Una maggioranza di centro e di sinistra è poi riuscita a far passare alla Camera dei Cantoni il nuovo progetto di riforma del sistema di previdenza per la vecchiaia, che prevede, da un lato, un aumento delle risorse delle assicurazioni sociali e, dall'altro, un decurtamento di certe prestazioni per limitare i costi. Questa soluzione di compromesso, che mira ad assicurare il finanziamento delle pensioni di fronte al progressivo invecchiamento della popolazione, deve però ancora passare nelle mani della Camera del popolo. 

Poco da fare invece per la sinistra, come ormai tradizione, nella maggior parte dei dossier a carattere economico. Le forze di centro e di destra hanno, tra l’altro, bocciato un nuovo tentativo di revisione della Legge sui cartelli e un progetto d’imposizione fiscale dei bonus milionari dei manager. La maggioranza borghese ha ricevuto anche un massiccio sostegno da parte del popolo per respingere tutte le proposte di ridistribuzione della ricchezza avanzate dalla sinistra. Le iniziative popolari per salari equi, per un salario minimo, contro i privilegi fiscali del milionari e per nuove tasse sulle eredità milionarie sono state nettamente bocciate in votazione. 

 (swissinfo.ch)
(swissinfo.ch)

È invece dinnanzi al popolo che la destra ha ottenuto il suo più grande successo.
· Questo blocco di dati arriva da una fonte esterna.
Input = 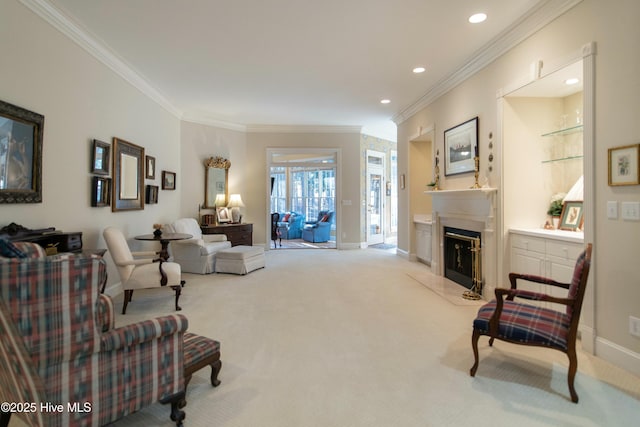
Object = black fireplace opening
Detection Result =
[444,227,481,289]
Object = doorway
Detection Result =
[267,148,339,249]
[366,150,385,245]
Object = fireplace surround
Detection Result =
[426,188,497,299]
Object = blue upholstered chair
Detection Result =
[302,212,334,243]
[278,212,304,239]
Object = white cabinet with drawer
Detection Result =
[509,230,584,310]
[414,222,431,265]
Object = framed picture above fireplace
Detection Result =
[444,117,478,176]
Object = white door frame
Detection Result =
[365,150,386,245]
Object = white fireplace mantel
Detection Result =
[425,188,498,296]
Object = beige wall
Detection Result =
[398,0,640,373]
[180,122,250,220]
[0,1,184,288]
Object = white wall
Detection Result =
[0,0,182,290]
[398,0,640,373]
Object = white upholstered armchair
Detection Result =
[164,218,231,274]
[102,227,184,314]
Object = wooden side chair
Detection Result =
[470,243,592,403]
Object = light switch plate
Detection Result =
[622,202,640,221]
[607,201,618,219]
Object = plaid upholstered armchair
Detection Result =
[0,242,188,426]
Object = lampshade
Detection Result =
[216,193,226,206]
[227,194,244,208]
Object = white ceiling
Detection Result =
[38,0,556,140]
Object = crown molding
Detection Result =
[391,0,582,125]
[180,114,247,132]
[19,0,182,118]
[247,125,362,134]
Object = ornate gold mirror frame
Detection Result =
[203,156,231,209]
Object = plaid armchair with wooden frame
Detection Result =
[0,242,188,426]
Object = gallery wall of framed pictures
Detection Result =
[88,132,176,212]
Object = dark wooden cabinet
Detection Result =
[200,224,253,246]
[11,231,82,255]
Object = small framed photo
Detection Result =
[558,201,584,231]
[444,117,478,176]
[144,156,156,179]
[144,185,158,205]
[609,144,640,186]
[162,171,176,190]
[91,139,111,175]
[91,176,111,208]
[216,208,231,224]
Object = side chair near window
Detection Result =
[470,243,592,403]
[102,227,184,314]
[0,241,190,426]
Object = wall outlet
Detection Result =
[629,316,640,338]
[622,202,640,221]
[607,201,618,219]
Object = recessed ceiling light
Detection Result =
[469,13,487,24]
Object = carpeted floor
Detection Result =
[97,249,640,427]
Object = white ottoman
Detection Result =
[216,245,265,274]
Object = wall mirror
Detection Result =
[204,156,231,209]
[111,138,144,212]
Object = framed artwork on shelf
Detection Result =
[144,156,156,179]
[144,185,158,205]
[609,144,640,186]
[444,117,478,176]
[0,101,44,203]
[558,201,584,231]
[91,139,111,175]
[216,208,231,224]
[91,176,111,208]
[162,171,176,190]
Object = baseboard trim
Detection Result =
[596,338,640,376]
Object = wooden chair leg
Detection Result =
[469,329,480,377]
[122,289,133,314]
[160,392,186,427]
[567,346,578,403]
[171,286,182,311]
[211,360,222,387]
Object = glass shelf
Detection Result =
[542,125,582,136]
[542,156,584,163]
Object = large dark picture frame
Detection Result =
[0,101,44,203]
[444,117,478,176]
[111,137,145,212]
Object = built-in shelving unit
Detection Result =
[542,125,582,137]
[542,124,584,164]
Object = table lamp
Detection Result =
[227,194,244,223]
[215,193,227,208]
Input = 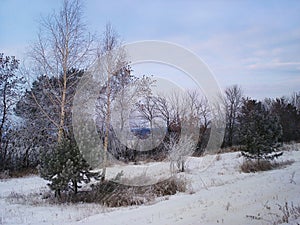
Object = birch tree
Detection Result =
[29,0,93,143]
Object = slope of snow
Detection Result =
[0,151,300,225]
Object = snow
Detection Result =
[0,151,300,225]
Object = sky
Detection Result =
[0,0,300,99]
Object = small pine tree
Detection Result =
[40,135,96,197]
[239,99,282,160]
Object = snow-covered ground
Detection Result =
[0,151,300,225]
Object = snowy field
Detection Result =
[0,151,300,225]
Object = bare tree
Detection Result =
[99,24,126,181]
[29,0,93,142]
[0,53,24,169]
[222,85,243,147]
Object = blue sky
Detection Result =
[0,0,300,99]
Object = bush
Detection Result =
[240,159,294,173]
[49,177,186,207]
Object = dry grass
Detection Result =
[240,159,295,173]
[274,202,300,224]
[49,177,186,207]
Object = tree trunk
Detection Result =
[101,68,111,181]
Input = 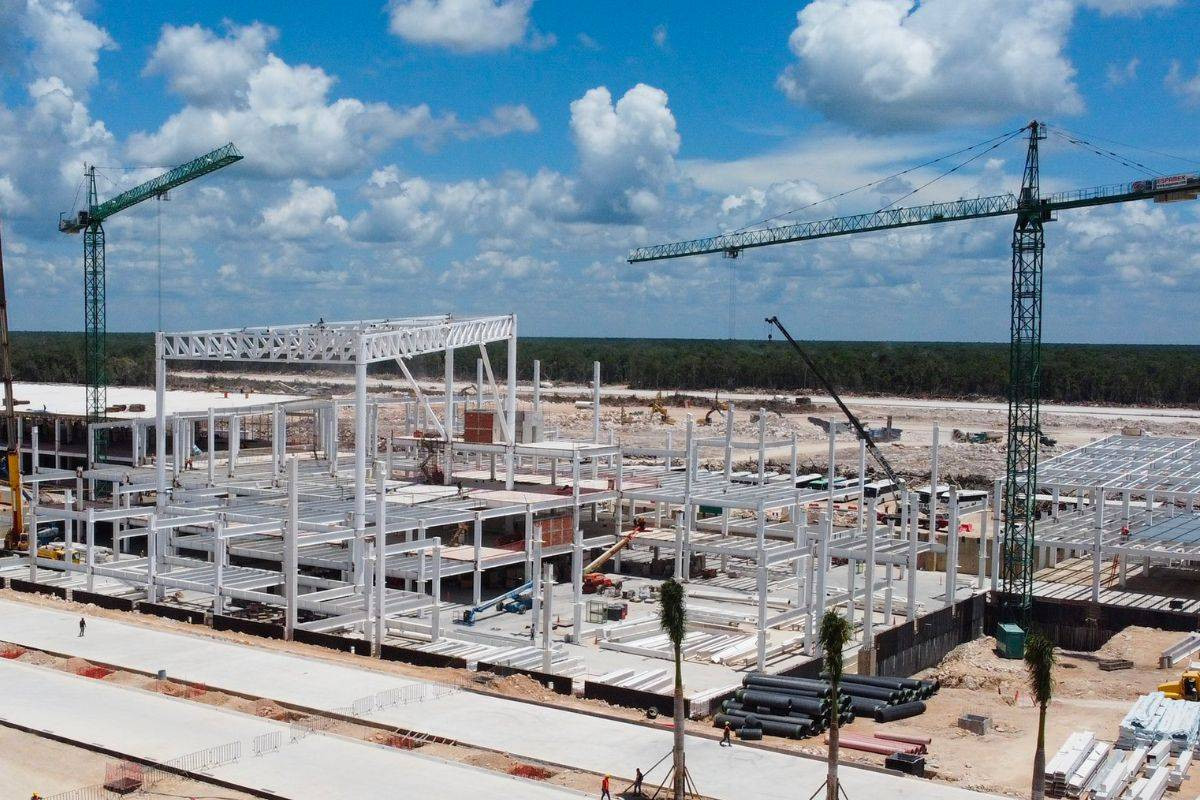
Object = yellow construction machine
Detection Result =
[1158,669,1200,702]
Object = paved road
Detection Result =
[0,660,583,800]
[0,601,991,800]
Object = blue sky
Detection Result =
[0,0,1200,343]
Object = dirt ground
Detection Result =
[772,627,1200,798]
[0,726,253,800]
[364,398,1200,488]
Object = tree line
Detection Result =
[12,331,1200,405]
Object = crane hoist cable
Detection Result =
[767,317,904,492]
[730,126,1028,233]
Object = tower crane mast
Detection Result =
[628,120,1200,624]
[59,142,242,431]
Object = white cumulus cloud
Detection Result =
[389,0,537,53]
[779,0,1084,131]
[144,23,278,106]
[571,84,679,222]
[128,23,538,178]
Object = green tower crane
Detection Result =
[628,121,1200,624]
[59,142,242,431]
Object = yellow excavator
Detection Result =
[1158,669,1200,702]
[0,215,25,549]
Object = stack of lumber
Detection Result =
[1117,692,1200,753]
[1045,730,1112,798]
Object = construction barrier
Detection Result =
[988,597,1200,652]
[71,589,133,612]
[133,600,205,625]
[8,578,67,600]
[292,628,371,656]
[212,614,284,639]
[379,644,467,669]
[475,661,575,694]
[873,595,988,676]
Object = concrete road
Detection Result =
[0,660,583,800]
[0,601,991,800]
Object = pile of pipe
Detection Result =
[1117,692,1200,754]
[714,673,938,739]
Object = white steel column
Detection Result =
[442,347,454,486]
[432,537,442,644]
[991,481,1003,591]
[212,522,226,614]
[755,500,767,672]
[592,361,600,445]
[84,507,94,591]
[146,513,158,603]
[868,496,890,647]
[472,511,484,606]
[374,465,388,657]
[1092,486,1104,603]
[350,339,367,587]
[571,451,583,642]
[154,331,167,513]
[541,564,554,673]
[208,405,217,486]
[504,317,516,492]
[935,486,959,606]
[283,456,300,640]
[858,439,866,534]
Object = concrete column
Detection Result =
[154,331,167,513]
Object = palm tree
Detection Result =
[1025,631,1055,800]
[659,578,688,800]
[818,609,851,800]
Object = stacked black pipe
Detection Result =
[714,673,938,739]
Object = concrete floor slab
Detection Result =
[0,660,582,800]
[0,601,991,800]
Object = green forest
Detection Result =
[12,331,1200,405]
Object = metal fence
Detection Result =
[250,730,283,756]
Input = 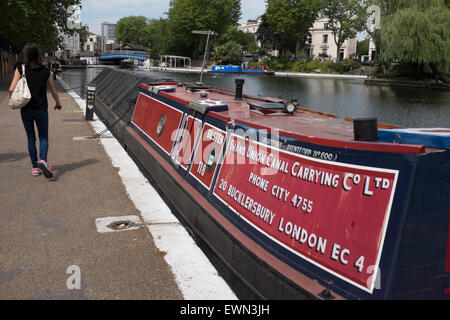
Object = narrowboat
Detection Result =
[92,69,450,300]
[211,65,275,76]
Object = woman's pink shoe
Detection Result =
[38,160,53,179]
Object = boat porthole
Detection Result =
[156,114,166,137]
[206,148,216,172]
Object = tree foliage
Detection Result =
[321,0,368,61]
[216,25,258,53]
[0,0,81,51]
[168,0,241,55]
[381,0,450,82]
[256,14,297,56]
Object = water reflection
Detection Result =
[62,68,450,128]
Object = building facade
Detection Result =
[102,22,117,44]
[83,32,106,55]
[306,17,358,61]
[55,32,81,58]
[239,16,357,61]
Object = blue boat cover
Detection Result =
[378,128,450,149]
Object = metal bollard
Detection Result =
[85,86,96,121]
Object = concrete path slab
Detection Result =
[0,77,183,300]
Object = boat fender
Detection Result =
[234,79,245,100]
[353,118,378,142]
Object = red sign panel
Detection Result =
[172,116,202,170]
[214,134,398,293]
[190,123,226,190]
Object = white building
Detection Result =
[239,16,357,61]
[83,31,106,55]
[102,22,117,44]
[306,17,357,61]
[56,32,80,58]
[238,16,262,34]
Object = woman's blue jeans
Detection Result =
[20,107,48,168]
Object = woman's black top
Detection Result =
[17,65,50,110]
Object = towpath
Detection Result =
[0,73,232,300]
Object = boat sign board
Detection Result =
[214,134,398,293]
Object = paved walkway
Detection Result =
[0,77,183,299]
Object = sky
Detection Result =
[81,0,266,34]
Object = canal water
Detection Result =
[61,68,450,128]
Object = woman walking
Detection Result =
[9,43,62,178]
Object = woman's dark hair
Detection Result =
[21,42,42,69]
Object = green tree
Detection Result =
[146,18,170,59]
[216,25,258,53]
[0,0,81,51]
[265,0,322,56]
[321,0,368,62]
[116,16,150,46]
[168,0,241,57]
[381,0,450,83]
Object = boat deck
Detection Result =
[143,83,450,154]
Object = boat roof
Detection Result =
[143,83,450,154]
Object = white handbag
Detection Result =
[9,65,31,109]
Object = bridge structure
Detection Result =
[98,50,147,61]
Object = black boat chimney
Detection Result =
[234,79,245,100]
[353,118,378,142]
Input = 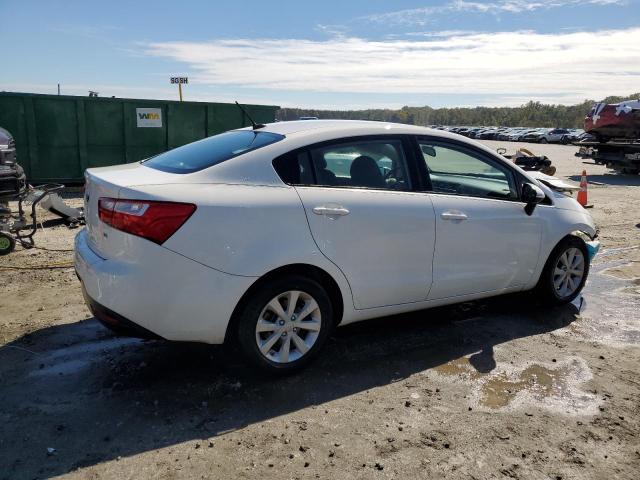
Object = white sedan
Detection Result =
[75,120,598,372]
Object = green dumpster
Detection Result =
[0,92,279,183]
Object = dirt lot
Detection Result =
[0,142,640,479]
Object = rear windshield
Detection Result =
[143,130,284,173]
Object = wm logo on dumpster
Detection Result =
[136,108,162,127]
[138,113,160,120]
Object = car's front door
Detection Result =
[296,137,435,309]
[418,139,542,300]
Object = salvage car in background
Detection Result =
[75,120,597,372]
[539,128,571,143]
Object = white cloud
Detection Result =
[360,0,627,25]
[142,28,640,103]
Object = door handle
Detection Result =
[313,205,349,216]
[440,210,468,220]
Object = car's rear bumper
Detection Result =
[585,240,600,262]
[78,284,162,339]
[75,230,255,343]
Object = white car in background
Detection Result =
[75,120,598,372]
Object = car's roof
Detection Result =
[240,120,450,138]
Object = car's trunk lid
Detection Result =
[84,163,184,258]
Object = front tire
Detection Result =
[535,236,589,305]
[237,275,334,373]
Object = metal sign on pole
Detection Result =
[169,77,189,101]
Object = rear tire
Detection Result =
[534,236,589,305]
[0,232,16,255]
[237,275,334,374]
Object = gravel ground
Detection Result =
[0,142,640,480]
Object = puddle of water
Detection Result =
[433,357,480,378]
[29,360,91,377]
[29,338,143,377]
[45,337,143,360]
[433,357,600,415]
[568,257,640,346]
[480,365,567,408]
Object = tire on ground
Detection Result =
[533,235,589,305]
[236,275,335,374]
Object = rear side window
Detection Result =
[418,140,518,200]
[144,130,284,173]
[273,140,410,191]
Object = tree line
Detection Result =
[277,93,640,128]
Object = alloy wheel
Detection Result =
[256,290,322,363]
[553,247,585,299]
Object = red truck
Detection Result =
[575,100,640,174]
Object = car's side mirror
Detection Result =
[520,183,545,215]
[420,145,436,157]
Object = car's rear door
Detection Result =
[418,138,542,300]
[276,136,435,309]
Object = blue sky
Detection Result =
[0,0,640,109]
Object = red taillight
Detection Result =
[98,197,196,244]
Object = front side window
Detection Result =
[418,140,518,200]
[143,130,284,173]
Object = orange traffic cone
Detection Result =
[577,170,587,208]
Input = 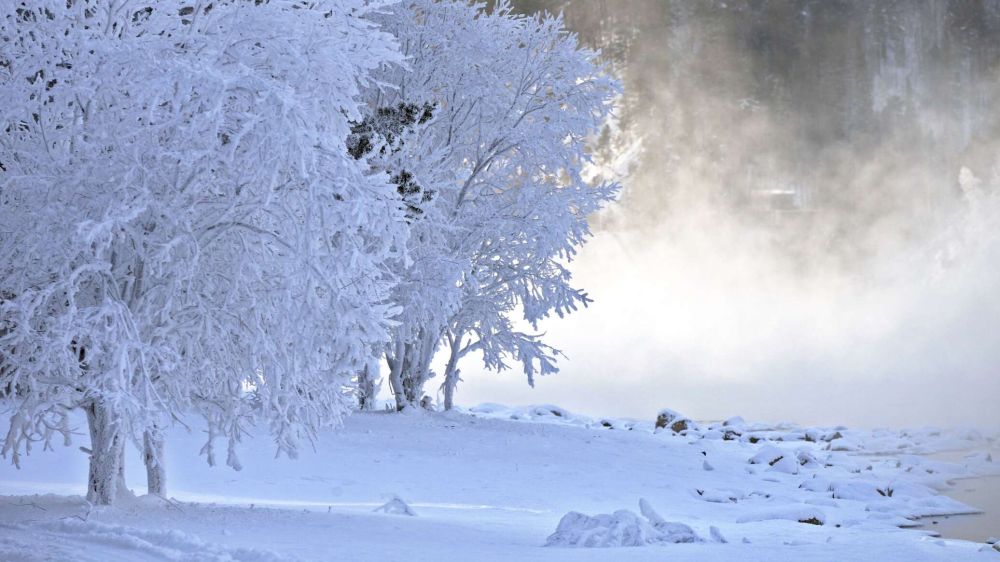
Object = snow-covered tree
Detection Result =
[362,0,618,409]
[0,0,406,504]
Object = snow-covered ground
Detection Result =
[0,405,1000,561]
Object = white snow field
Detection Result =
[0,405,1000,561]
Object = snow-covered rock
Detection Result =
[545,500,701,548]
[655,408,697,433]
[374,496,417,517]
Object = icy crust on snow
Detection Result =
[467,404,1000,528]
[0,405,998,562]
[462,403,1000,458]
[0,517,287,562]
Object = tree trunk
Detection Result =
[357,364,382,412]
[442,335,462,410]
[142,425,167,498]
[385,341,408,412]
[85,400,128,505]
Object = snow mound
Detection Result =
[373,496,417,517]
[545,500,702,548]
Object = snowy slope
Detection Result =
[0,405,1000,560]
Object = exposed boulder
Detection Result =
[656,408,696,433]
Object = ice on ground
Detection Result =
[0,404,1000,562]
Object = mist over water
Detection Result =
[459,0,1000,429]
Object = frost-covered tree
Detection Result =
[0,0,406,504]
[367,0,618,409]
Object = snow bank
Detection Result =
[545,500,700,548]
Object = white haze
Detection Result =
[458,3,1000,429]
[460,198,1000,427]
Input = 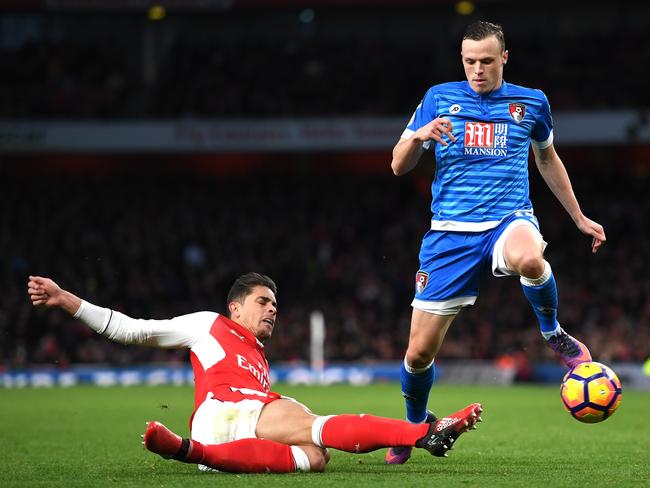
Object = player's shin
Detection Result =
[312,414,429,453]
[400,358,435,423]
[520,261,558,340]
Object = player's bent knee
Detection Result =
[517,253,544,279]
[406,346,434,369]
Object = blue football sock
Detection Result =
[520,261,559,339]
[401,359,435,424]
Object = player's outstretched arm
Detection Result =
[390,118,456,176]
[27,276,81,315]
[533,144,607,253]
[27,276,210,348]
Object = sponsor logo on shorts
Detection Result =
[508,103,526,124]
[415,271,429,293]
[465,122,508,157]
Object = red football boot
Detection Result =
[415,403,483,457]
[142,421,185,461]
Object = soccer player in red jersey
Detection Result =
[28,273,482,473]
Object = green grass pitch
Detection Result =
[0,384,650,488]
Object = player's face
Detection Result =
[228,286,278,342]
[461,36,508,95]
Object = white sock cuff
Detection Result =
[519,260,553,286]
[404,358,436,374]
[311,415,334,447]
[291,446,311,473]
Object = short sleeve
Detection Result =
[531,91,553,149]
[402,87,437,148]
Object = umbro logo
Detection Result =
[436,417,460,432]
[230,329,244,341]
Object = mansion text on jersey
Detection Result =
[465,122,508,157]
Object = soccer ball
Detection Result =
[560,362,622,424]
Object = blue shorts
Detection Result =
[412,211,543,315]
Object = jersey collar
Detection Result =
[465,80,508,98]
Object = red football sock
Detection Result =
[320,414,429,453]
[187,439,296,473]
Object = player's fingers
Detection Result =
[431,134,449,146]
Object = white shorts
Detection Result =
[192,393,265,444]
[191,392,310,472]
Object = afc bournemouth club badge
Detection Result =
[508,103,526,124]
[415,271,429,293]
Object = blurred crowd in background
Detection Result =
[0,1,650,379]
[0,2,650,119]
[0,157,650,377]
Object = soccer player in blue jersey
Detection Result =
[386,21,605,464]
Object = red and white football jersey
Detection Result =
[190,315,277,408]
[95,304,280,410]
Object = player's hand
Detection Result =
[413,118,456,146]
[576,215,607,253]
[27,276,63,307]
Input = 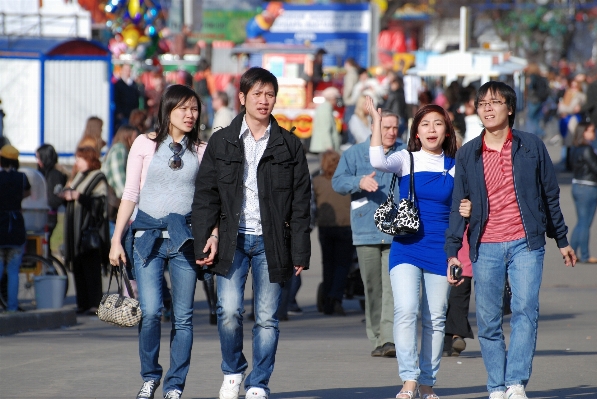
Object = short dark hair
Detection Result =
[408,104,458,158]
[0,156,20,170]
[216,91,230,107]
[475,80,516,127]
[240,67,278,97]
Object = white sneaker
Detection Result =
[220,374,245,399]
[245,387,267,399]
[504,385,528,399]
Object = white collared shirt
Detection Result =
[238,118,272,235]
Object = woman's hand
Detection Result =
[108,242,126,266]
[458,198,473,219]
[365,96,381,126]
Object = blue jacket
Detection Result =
[122,210,200,276]
[444,130,568,262]
[332,138,406,245]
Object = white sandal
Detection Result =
[396,391,415,399]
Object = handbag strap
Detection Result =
[119,261,135,299]
[388,173,396,202]
[408,151,415,203]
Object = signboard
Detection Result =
[261,3,372,67]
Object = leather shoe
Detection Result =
[381,342,396,357]
[371,346,383,357]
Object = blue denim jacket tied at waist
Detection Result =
[123,210,193,265]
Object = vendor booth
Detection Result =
[0,36,112,163]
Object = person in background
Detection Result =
[114,64,141,130]
[444,81,576,399]
[101,123,140,233]
[35,144,66,242]
[77,116,106,156]
[348,95,371,144]
[110,85,217,399]
[212,91,234,134]
[558,79,587,169]
[342,57,359,136]
[312,150,354,316]
[570,122,597,264]
[309,87,341,154]
[0,144,31,312]
[368,99,456,399]
[60,147,110,316]
[332,111,405,357]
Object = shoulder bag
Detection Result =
[97,263,141,327]
[373,151,421,236]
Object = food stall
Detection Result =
[232,44,341,139]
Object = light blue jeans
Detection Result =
[0,245,25,312]
[134,238,197,392]
[570,183,597,262]
[473,238,545,393]
[390,263,450,386]
[216,234,282,395]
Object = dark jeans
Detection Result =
[73,250,103,310]
[444,277,475,350]
[319,226,354,301]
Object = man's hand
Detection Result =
[195,235,218,266]
[446,257,464,287]
[560,245,577,267]
[359,171,379,193]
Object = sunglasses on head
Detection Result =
[168,141,182,170]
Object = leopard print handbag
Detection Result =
[373,151,421,236]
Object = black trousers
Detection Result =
[444,277,475,350]
[73,250,103,310]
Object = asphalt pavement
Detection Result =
[0,136,597,399]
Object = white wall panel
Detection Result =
[0,58,41,153]
[44,61,110,161]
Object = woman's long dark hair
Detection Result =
[152,85,201,152]
[408,104,458,158]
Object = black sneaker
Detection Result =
[137,380,160,399]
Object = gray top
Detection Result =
[139,136,199,219]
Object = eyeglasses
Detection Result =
[477,100,506,108]
[168,141,182,170]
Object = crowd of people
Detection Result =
[0,60,597,399]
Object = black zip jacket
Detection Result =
[192,113,311,283]
[444,129,568,262]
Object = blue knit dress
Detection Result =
[370,147,455,276]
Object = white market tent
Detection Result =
[0,36,112,163]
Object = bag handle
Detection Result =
[408,151,415,204]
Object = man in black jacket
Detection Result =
[192,68,311,399]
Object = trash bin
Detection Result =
[33,276,67,309]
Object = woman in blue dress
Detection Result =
[368,97,457,399]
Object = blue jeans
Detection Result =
[570,183,597,262]
[134,238,197,392]
[473,238,545,393]
[390,263,450,386]
[216,234,282,395]
[0,246,24,312]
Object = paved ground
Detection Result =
[0,134,597,399]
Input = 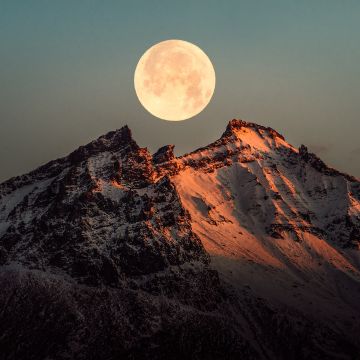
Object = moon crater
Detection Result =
[134,40,215,121]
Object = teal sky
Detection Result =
[0,0,360,181]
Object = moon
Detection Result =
[134,40,215,121]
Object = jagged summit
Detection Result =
[0,120,360,360]
[221,119,285,140]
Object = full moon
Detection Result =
[134,40,215,121]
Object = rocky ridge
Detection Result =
[0,120,360,359]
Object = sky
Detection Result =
[0,0,360,181]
Il 9 febbraio dell’anno scorso, il 50,3% dei votanti ha approvato l’iniziativa popolare dell’UDC “Contro l’immigrazione di massa”, che ha raggelato i rapporti con l’UE. Per Bruxelles, l’introduzione di contingenti sulla manodopera europea violerebbe l’accordo sulla libera circolazione delle persone. La più grande sfida della prossima legislatura sarà di trovare una soluzione per attuare questa iniziativa, senza compromettere i trattati bilaterali in vigore con i Ventotto. 

Anche delle insolite alleanze tra la destra conservatrice e la sinistra hanno portato ad alcuni successi. Ad esempio al rifiuto, nella scorsa primavera, della riforma dell’esercito. L’aumento del budget dell’esercito e la riduzione degli effettivi sono stati combattuti con ragioni diverse. Mentre la sinistra chiedeva una riduzione ancor più massiccia, l’UDC voleva ancorare il budget dell’esercito in una legge.

Successi forse effimeri 

Se la destra e la sinistra hanno forse catalizzato maggiormente l’attenzione, con iniziative popolari e proposte più radicali, l’ago della bilancia in questa legislatura sono stati ancora una volta i partiti del centro. In particolare il PPD che, nonostante il progressivo calo dei suoi rappresentanti in Parlamento, continua ad aggiudicarsi il maggior numero di votazioni alle Camere federali, partecipando a quasi tutte le maggioranze vincenti di centro/destra o centro/sinistra. “Questo ruolo di ago della bilancia è fondamentale per gli equilibri del paese. La Svizzera è un paese che si governa tradizionalmente e idealmente al centro”, osserva Filippo Lombardi, capo del gruppo PPD in Parlamento. 

Una realtà che non cambierà probabilmente neppure con la prossima legislatura, benché i sondaggi prevedano un leggero slittamento degli equilibri verso la destra alle elezioni legislative del 18 ottobre. A farne le spese rischia di essere piuttosto la sinistra: diversi suoi successi di questi ultimi quattro anni potrebbero essere rimessi in discussione o cancellati dal nuovo Parlamento.